The protocol proceeds in two phases:
1. **SVO Phase (First $\ell_0$ rounds):** We compute round messages using accumulators. Because we are multiplying a large $W(x)$ by a small $p(x)$, every operation is a cheap $\mathcal{M}_{BE}$ (Base $\times$ Extension) multiplication.
2. **Standard Phase (Remaining rounds):** After folding $\ell_0$ times, the polynomial $p(x)$ becomes "large" (Extension Field). We switch to the standard linear-time prover, paying the expensive $\mathcal{M}_{EE}$ cost, but on a much smaller domain size ($N / 2^{\ell_0}$).
### Explicit Cost Derivation
The total cost is the sum of three distinct computational phases:
1. **Accumulation ($\mathcal{M}_{BE}$):** Computing the SVO accumulators (requires streaming $p(x)$). For $\ell_0$ rounds, the cost is $(3^{\ell_0} - 1) \cdot \frac{N}{2^{\ell_0}} \cdot \mathcal{M}_{BE}$.
2. **Binding ($\mathcal{M}_{BE}$):** Compressing the polynomial $p(x)$ once the SVO phase ends.
3. **Standard Prover ($\mathcal{M}_{EE}$):** Running the linear-time protocol on the remaining variables.
We define two cost units:
* $\mathcal{M}_{BE}$: Base Field $\times$ Extension Field multiplication (Cheap).
* $\mathcal{M}_{EE}$: Extension Field $\times$ Extension Field multiplication (Expensive).
The total cost is the sum of the **SVO Phase** (Accumulation + Binding) and the **Standard Phase** (Geometric Series).

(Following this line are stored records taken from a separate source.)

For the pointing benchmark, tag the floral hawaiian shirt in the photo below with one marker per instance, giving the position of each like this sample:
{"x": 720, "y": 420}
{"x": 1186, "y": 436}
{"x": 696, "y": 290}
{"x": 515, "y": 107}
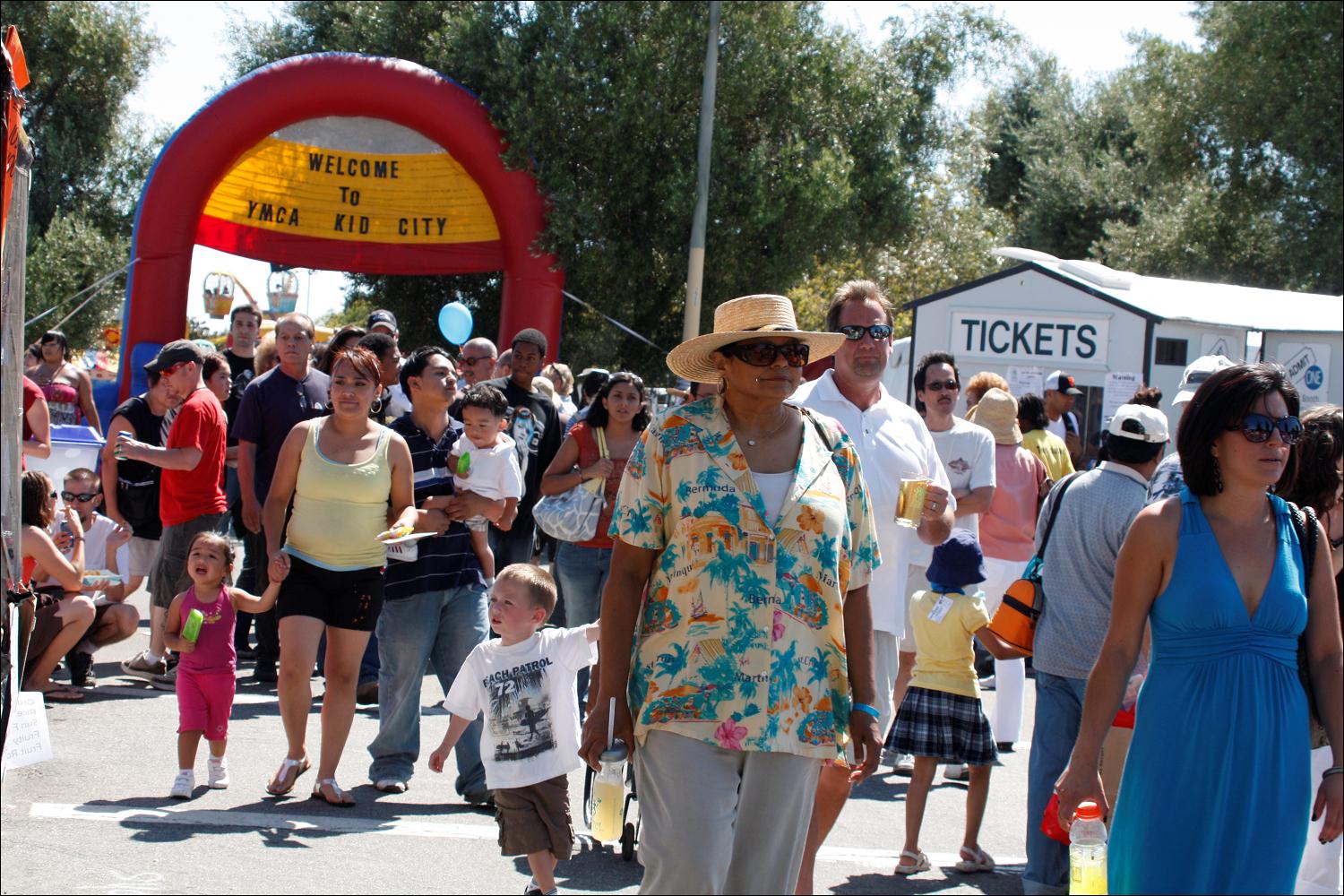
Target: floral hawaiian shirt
{"x": 741, "y": 638}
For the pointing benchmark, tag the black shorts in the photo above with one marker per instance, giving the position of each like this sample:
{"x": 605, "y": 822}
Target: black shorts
{"x": 340, "y": 598}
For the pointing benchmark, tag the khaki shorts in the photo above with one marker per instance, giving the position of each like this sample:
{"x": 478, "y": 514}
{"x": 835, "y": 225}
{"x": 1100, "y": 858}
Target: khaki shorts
{"x": 535, "y": 818}
{"x": 142, "y": 556}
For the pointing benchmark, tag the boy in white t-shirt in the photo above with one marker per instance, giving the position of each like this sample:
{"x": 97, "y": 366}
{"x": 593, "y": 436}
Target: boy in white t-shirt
{"x": 484, "y": 461}
{"x": 105, "y": 551}
{"x": 524, "y": 683}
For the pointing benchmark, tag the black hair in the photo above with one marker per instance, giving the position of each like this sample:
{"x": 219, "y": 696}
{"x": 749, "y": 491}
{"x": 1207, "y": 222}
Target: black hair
{"x": 531, "y": 336}
{"x": 1126, "y": 450}
{"x": 1031, "y": 413}
{"x": 416, "y": 365}
{"x": 599, "y": 416}
{"x": 1222, "y": 401}
{"x": 378, "y": 343}
{"x": 1320, "y": 450}
{"x": 925, "y": 363}
{"x": 487, "y": 398}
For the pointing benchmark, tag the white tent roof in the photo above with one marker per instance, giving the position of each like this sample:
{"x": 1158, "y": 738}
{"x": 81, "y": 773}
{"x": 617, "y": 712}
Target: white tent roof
{"x": 1218, "y": 304}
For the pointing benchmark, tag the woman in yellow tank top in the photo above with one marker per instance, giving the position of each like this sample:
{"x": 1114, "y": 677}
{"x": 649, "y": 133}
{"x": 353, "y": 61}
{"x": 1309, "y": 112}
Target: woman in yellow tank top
{"x": 349, "y": 478}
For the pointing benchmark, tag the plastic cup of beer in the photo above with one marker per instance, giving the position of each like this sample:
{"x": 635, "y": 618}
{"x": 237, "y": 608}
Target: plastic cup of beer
{"x": 910, "y": 508}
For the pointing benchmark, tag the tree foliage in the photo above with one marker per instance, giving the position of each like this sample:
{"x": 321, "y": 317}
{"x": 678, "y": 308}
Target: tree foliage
{"x": 90, "y": 156}
{"x": 1218, "y": 163}
{"x": 820, "y": 142}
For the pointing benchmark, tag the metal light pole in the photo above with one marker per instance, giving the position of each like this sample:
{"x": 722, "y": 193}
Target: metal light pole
{"x": 695, "y": 273}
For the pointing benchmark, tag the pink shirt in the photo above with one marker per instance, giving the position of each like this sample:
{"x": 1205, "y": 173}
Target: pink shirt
{"x": 1008, "y": 527}
{"x": 215, "y": 651}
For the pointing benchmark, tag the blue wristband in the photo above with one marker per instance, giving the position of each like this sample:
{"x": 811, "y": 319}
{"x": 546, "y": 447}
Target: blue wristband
{"x": 871, "y": 711}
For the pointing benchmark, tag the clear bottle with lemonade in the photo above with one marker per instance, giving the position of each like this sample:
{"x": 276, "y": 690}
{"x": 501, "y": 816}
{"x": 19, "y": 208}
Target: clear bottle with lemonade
{"x": 1088, "y": 850}
{"x": 609, "y": 793}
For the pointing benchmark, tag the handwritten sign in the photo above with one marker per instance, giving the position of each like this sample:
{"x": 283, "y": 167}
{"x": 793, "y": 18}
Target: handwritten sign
{"x": 382, "y": 198}
{"x": 29, "y": 740}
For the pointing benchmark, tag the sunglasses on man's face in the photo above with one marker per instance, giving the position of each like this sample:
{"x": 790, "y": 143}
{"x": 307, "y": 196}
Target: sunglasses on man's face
{"x": 854, "y": 332}
{"x": 1258, "y": 427}
{"x": 763, "y": 354}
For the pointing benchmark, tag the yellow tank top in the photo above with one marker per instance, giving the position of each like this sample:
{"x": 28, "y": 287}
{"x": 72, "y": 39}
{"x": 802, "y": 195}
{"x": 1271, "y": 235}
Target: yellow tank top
{"x": 340, "y": 508}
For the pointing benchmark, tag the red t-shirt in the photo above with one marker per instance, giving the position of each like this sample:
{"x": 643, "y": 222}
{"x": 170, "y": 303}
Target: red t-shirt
{"x": 185, "y": 495}
{"x": 31, "y": 392}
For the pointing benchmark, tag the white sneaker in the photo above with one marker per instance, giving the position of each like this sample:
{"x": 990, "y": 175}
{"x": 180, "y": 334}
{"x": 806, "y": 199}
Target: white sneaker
{"x": 218, "y": 772}
{"x": 183, "y": 785}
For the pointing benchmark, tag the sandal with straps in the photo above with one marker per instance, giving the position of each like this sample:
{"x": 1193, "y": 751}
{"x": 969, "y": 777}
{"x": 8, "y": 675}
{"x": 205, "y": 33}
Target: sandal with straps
{"x": 279, "y": 788}
{"x": 973, "y": 860}
{"x": 341, "y": 801}
{"x": 919, "y": 858}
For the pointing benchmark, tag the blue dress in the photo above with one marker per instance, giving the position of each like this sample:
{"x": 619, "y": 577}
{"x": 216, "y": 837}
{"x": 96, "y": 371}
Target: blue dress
{"x": 1217, "y": 788}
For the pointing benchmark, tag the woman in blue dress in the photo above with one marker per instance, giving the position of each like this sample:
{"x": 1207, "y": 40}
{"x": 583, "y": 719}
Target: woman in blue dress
{"x": 1217, "y": 785}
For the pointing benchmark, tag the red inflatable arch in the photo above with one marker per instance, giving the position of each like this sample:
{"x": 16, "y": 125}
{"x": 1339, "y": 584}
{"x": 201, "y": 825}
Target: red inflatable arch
{"x": 171, "y": 217}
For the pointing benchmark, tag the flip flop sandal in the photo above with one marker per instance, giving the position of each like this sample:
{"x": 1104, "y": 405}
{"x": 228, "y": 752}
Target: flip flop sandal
{"x": 282, "y": 775}
{"x": 973, "y": 860}
{"x": 340, "y": 794}
{"x": 919, "y": 858}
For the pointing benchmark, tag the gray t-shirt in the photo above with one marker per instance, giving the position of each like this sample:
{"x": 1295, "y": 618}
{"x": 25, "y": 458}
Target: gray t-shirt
{"x": 1080, "y": 565}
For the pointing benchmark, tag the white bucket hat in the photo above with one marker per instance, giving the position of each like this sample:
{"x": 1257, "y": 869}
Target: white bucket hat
{"x": 741, "y": 319}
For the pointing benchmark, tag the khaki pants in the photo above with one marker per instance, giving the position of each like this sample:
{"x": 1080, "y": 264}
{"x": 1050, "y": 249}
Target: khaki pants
{"x": 720, "y": 821}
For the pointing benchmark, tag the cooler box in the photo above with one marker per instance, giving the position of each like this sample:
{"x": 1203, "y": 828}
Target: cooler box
{"x": 72, "y": 447}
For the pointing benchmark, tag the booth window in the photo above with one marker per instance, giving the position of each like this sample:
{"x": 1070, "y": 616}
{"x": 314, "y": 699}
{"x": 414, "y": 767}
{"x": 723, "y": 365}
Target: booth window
{"x": 1171, "y": 351}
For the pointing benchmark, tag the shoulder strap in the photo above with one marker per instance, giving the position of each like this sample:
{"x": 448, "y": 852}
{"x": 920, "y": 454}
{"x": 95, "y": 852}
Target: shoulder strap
{"x": 1304, "y": 524}
{"x": 1054, "y": 511}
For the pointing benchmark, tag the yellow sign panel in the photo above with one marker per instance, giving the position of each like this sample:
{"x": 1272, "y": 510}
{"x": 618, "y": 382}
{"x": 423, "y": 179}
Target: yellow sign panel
{"x": 328, "y": 194}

### Case 1: One Round of SVO ($\ell_0 = 1$)
In this baseline scenario, we perform only the first round using accumulators.
1. **SVO Phase (Round 1)**
We stream the polynomial (size $N$) to compute accumulators and then bind the polynomial.
* Accumulation: $(3^1 - 1) = 2$ accs $\times (N/2 \text{ items}) = 1N$.
* Binding: $1 \text{ fold} \times N = 1N$.
* *Total:* $2N \cdot \mathcal{M}_{BE}$.
2. **Standard Phase (Rounds $2 \dots \ell$)**
We run the standard linear-time prover on the remaining domain (starting size $N/2$). The cost is the sum of a geometric series.
* $\text{Cost} = 2 \times (N/2 + N/4 + \dots) = 2N$.
* *Total:* $2N \cdot \mathcal{M}_{EE}$.
\begin{equation}
\text{Total Cost} \approx 2N \cdot \mathcal{M}_{BE} + 2N \cdot \mathcal{M}_{EE}
\end{equation}
### Case 2: Two Rounds of SVO ($\ell_0 = 2$)
We extend the SVO phase to the second round, trading cheap operations to halve the expensive ones.
1. **SVO Phase (Rounds 1 & 2)**
* Accumulation: $(3^2 - 1) = 8 \text{ accs} \times (N/4) = 2N$.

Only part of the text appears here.